Gonsalves said that Anthony “Tony” Regisford, executive director of the Chamber of Industry and Commerce, is “ecstatic” about the policy.

“He loves it,” Gonsalves said of Regisford.

“I have talked to several companies, they love it. I mean, I would tell you that Joel Providence of Coreas, he said, ‘Prime Minister, this is very encouraging.‘ I think they are giving about 300 persons bonuses,” Gonsalves said.

The Prime Minister noted that his government will this month pay out EC$3.5 million in wages to road workers.

“We are power washing the market,” he said of the Central Market in Kingstown, adding, “So, the state is doing a number of things.”


2 replies on “Firms to get tax break if they pay Christmas bonus”

  1. Dr. Dexter Lewis says:

    Is the Executive director of the Chamber so empty-headed that he cannot recognize a fakery when he is presented with one?

    Does he not recall the PM saying to the Teachers Union that whatever he agreed with them just before the last elections do not now hold because such promises are against the constitution?

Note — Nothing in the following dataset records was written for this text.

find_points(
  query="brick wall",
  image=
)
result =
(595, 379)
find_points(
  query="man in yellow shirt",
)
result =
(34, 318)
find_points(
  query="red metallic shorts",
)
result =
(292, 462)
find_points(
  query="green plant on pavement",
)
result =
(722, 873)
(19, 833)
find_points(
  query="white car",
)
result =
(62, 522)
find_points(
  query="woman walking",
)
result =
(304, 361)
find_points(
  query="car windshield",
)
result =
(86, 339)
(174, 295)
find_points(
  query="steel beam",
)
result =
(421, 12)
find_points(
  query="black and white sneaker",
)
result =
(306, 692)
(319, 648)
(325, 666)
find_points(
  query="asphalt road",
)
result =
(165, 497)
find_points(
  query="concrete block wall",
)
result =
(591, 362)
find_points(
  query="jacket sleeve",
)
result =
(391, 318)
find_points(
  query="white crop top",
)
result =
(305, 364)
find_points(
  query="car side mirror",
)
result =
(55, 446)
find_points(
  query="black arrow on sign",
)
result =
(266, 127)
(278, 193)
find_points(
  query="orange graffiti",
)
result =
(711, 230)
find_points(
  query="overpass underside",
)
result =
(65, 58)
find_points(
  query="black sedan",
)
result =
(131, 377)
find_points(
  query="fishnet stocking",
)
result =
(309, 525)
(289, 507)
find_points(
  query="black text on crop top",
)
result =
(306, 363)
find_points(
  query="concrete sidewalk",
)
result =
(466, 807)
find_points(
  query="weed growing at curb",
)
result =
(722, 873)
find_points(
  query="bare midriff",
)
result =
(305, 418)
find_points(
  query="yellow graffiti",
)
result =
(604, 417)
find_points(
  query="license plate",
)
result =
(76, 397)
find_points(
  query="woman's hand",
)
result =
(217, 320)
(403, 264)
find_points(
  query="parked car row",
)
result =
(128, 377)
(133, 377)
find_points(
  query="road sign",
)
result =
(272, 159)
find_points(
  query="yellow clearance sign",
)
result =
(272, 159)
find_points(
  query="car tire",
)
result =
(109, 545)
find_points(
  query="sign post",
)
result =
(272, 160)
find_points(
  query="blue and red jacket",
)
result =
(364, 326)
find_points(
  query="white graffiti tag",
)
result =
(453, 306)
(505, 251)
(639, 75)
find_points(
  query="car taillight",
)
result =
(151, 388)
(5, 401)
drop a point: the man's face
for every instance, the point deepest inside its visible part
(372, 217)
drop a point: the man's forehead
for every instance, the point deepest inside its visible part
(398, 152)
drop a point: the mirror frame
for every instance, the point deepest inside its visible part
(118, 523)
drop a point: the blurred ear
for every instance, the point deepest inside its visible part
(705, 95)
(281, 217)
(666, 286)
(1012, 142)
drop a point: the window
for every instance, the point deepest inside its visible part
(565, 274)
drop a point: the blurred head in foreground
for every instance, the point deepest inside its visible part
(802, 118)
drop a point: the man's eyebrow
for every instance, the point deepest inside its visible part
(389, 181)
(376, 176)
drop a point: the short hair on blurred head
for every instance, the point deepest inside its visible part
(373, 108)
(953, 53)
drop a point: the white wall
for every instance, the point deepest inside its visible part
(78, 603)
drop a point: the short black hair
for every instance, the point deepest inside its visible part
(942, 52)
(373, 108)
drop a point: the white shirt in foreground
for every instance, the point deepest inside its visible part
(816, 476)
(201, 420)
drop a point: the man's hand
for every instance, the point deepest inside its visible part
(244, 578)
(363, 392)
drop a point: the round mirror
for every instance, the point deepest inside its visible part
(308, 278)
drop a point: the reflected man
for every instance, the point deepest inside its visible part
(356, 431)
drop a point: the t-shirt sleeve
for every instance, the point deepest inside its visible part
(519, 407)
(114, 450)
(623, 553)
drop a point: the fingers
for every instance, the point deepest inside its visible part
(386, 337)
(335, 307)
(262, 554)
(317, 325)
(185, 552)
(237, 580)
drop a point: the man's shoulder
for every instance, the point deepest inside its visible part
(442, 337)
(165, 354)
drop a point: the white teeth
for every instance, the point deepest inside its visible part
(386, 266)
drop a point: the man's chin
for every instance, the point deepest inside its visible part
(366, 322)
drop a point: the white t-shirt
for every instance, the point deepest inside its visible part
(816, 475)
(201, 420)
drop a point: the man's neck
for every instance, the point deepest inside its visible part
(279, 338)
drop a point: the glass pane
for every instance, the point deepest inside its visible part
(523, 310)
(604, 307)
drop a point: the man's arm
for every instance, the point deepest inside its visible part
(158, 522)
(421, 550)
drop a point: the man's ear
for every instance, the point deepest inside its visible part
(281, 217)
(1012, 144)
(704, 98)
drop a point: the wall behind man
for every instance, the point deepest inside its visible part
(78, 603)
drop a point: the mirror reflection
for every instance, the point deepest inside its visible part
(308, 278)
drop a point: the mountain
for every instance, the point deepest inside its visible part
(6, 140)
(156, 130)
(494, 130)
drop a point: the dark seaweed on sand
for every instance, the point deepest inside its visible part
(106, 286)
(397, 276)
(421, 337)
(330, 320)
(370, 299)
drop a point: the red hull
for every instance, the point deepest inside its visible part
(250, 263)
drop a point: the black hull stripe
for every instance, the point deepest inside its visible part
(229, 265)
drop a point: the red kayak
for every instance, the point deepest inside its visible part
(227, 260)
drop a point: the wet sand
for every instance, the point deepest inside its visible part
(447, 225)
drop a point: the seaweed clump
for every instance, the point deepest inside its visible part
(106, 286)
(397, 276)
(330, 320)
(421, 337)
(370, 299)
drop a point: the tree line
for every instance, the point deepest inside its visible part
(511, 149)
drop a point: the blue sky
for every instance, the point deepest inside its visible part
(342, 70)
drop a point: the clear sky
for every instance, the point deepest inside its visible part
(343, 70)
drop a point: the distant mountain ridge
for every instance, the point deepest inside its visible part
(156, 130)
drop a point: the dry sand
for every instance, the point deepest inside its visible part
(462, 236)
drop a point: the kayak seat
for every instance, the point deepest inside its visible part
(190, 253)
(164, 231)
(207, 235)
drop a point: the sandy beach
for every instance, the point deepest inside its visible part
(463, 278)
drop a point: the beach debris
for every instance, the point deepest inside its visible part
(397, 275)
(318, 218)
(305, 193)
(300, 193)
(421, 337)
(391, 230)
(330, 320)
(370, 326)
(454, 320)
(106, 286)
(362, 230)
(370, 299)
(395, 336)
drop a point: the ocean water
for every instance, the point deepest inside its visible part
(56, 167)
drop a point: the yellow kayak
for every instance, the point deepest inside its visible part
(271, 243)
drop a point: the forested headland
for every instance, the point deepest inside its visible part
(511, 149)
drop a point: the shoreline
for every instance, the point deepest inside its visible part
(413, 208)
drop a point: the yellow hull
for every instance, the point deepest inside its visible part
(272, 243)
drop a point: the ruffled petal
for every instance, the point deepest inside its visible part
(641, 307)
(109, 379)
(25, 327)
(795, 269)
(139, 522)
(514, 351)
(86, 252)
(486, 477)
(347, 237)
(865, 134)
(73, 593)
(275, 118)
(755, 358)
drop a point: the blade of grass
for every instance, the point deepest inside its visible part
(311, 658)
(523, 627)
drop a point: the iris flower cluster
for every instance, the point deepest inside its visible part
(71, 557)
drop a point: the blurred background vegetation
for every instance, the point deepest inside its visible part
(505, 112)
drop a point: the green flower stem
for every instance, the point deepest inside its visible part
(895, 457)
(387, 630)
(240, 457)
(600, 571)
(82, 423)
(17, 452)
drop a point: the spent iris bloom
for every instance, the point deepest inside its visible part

    Further, does he not realize that the PM could not do legislation outside of Parliament? If there are no laws on the books in respect to “tax breaks” then his membership can expect none. None.

    Same thing goes for the Petro Caribe “agreement”: since it did not go through Parliament it has no binding force of law.

    None. It is just political games to catch the unweary.